Trump, the presumptive Republican presidential nominee, seems to be doing little to counter that push in this key battleground state.
Most political experts agree that Clinton, the likely Democratic nominee, doesn’t need to win the state to become president, but it’s a must for Trump.
A new Clinton campaign commercial highlights the story of an architect hired by Trump to design a ballroom at one of his golf courses but was paid less than half of what he was owed.
The three-minute ad contrasts Trump’s claims of business savvy and empathy for small businesses with a history of unpaid bills, lawsuits and conflict with contractors.
In North Carolina, elected officials such as Nash County Commissioner Mary Wells and state Rep. Pricey Harrison, D-Guilford, are carrying Clinton’s message to their constituents.
Small-business owners “simply cannot pay their employees if the people they contract with refuse to pay them for the work they’ve done,” Wells, who owns a dry cleaning business, said in a statement.
“Donald Trump continues to say he wants to run the country like he runs his businesses,” she said. “And I think that’s a terrible concept given how many of them have failed.”
As an elected official, Harrison said she’s happy to speak on behalf of the Clinton campaign to voters.
“I think people are more likely to listen to someone they know, someone they have experience with and have voted for,” she explained. “I think it’s helpful for a campaign to have local or state voices on the ground.”
Harrison said she finds it telling that so few important voices in the state Republican Party have appeared with Trump at his North Carolina rallies or seem to be actively working to elect him.
While such figures as state Sen. Trudy Wade, R-Guilford, and Guilford County Sheriff BJ Barnes appeared at Trump’s stop in Greensboro last month, other GOP leaders such as Gov. Pat McCrory and U.S. Sen. Richard Burr have been conspicuously absent.

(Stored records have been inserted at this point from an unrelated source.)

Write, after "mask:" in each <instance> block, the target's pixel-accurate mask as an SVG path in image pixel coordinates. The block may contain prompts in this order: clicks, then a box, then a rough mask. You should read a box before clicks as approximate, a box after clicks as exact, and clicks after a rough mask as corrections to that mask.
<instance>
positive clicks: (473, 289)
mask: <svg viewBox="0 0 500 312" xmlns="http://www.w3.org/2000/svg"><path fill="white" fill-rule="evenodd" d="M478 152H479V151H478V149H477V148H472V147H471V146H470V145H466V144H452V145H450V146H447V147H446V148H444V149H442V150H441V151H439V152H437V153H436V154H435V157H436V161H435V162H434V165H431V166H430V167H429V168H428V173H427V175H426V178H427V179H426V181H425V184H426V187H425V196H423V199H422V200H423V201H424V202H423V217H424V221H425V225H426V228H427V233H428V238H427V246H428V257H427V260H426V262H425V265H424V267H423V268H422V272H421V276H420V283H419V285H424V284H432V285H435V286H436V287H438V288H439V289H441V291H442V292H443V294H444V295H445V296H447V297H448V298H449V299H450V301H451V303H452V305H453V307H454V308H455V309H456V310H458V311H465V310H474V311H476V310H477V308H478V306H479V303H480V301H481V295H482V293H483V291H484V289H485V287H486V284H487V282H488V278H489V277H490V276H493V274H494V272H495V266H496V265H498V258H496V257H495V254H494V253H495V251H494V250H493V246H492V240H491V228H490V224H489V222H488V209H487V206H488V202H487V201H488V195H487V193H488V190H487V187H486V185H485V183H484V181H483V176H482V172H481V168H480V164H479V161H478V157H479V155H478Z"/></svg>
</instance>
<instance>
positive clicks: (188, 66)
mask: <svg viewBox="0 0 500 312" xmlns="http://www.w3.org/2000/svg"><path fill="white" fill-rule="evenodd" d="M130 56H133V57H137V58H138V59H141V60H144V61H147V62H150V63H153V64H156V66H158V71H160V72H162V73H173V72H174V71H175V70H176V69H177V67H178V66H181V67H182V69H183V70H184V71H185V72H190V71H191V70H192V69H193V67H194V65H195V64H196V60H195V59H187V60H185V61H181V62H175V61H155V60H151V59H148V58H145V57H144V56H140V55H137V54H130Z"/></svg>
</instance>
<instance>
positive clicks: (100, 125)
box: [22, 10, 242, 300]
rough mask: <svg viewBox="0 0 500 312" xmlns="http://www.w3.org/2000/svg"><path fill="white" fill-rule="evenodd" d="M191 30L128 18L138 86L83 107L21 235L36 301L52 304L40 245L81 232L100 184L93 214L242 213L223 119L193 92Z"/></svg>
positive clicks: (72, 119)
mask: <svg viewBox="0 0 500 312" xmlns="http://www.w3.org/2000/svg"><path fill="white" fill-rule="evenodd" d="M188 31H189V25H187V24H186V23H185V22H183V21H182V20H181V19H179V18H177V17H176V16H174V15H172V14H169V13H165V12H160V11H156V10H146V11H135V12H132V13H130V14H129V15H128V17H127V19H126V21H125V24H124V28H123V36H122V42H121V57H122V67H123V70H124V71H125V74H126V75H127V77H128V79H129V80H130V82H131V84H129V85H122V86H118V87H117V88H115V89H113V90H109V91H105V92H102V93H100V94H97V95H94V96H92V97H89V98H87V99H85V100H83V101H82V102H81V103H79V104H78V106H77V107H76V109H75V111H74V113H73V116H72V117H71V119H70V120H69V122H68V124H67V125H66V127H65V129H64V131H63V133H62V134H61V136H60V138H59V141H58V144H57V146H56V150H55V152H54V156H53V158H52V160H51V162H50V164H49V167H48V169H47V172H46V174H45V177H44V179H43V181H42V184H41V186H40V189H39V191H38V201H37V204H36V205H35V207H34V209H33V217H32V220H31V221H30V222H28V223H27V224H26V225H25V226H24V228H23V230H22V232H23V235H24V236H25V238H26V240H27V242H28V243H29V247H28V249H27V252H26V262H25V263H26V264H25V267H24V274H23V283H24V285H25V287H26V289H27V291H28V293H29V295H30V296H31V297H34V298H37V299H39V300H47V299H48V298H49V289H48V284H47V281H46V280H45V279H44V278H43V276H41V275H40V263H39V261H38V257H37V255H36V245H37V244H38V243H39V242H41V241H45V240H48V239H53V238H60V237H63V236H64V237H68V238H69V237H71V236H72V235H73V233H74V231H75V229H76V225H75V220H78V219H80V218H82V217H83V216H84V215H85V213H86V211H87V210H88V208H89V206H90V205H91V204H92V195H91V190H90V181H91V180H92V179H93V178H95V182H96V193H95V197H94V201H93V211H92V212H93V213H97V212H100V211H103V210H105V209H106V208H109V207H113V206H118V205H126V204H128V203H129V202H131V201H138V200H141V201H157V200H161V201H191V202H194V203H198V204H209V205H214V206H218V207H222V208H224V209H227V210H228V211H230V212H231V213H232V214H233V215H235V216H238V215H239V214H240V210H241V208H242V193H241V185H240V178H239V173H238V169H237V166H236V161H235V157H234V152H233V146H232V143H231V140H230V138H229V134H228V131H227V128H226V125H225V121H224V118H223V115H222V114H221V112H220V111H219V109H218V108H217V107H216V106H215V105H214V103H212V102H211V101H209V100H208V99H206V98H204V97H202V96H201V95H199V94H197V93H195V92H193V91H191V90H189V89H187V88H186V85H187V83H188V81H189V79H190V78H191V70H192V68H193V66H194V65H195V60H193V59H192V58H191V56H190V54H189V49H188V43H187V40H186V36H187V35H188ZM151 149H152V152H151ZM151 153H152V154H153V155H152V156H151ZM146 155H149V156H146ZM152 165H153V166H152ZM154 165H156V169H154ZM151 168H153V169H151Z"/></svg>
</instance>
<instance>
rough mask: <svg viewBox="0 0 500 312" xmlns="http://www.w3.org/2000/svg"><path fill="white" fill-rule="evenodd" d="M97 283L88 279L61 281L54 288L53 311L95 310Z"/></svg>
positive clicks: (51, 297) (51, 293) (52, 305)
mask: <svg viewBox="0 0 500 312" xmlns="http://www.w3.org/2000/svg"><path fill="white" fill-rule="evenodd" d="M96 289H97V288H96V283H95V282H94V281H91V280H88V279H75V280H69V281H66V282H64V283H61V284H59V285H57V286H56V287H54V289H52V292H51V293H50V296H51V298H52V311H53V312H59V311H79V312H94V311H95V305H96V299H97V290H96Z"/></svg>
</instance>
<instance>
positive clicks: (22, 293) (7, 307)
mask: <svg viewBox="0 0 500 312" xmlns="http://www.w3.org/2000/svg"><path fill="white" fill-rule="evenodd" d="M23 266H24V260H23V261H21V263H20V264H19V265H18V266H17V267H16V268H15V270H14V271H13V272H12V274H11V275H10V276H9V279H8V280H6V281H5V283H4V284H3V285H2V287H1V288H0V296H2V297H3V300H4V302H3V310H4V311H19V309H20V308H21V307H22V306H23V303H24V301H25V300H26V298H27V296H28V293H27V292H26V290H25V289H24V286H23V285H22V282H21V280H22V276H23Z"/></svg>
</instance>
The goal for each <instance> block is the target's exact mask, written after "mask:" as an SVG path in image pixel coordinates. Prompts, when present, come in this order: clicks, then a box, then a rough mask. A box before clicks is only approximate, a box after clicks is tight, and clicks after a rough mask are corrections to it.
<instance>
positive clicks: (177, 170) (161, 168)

“I think it speaks volumes that so many Republicans don’t want to be connected with him,” Harrison said.
Even official voices from the Trump campaign aren’t saying much.
In an interview Wednesday, the Trump campaign’s state director, Earl Phillip, said he didn’t have “authorization” to speak to the media and would have to get it from the national campaign.
In contrast, the Clinton campaign has teams of people offering Democratic elected officials to speak on the campaign’s themes.
“I think we will regularly see the Trump campaign in (North Carolina) and our efforts with them are sort of an unconventional campaign for an unconventional time,” said Dallas Woodhouse, the executive director of the N.C. Republican Party.
Woodhouse, who was in Cleveland on Wednesday ahead of next week’s Republican National Convention, said Trump does have surrogates who will talk to North Carolinians about his campaign — they just aren’t elected officials.
“They’re more normal folks,” Woodhouse explained. “They’re the delegates who are going to the convention.”
Kerry Haynie, an associate professor of political science at Duke University, said using elected officials has been a practice that typically works.
“The fact that the Trump campaign doesn’t have these kinds of surrogates working for them ... is beyond unconventional,” Haynie said.
“It’s a sign of a campaign that is in disarray,” he said. “For them to not really have a campaign up and running in North Carolina at this stage is quite troubling.”
Though recent polls show Trump gaining support in key states like Florida, Ohio and Pennsylvania, the most recent polls in North Carolina still have Trump trailing Clinton by about half a percentage point.
President Barack Obama won North Carolina narrowly in 2008 and GOP candidate Mitt Romney barely won here in 2012.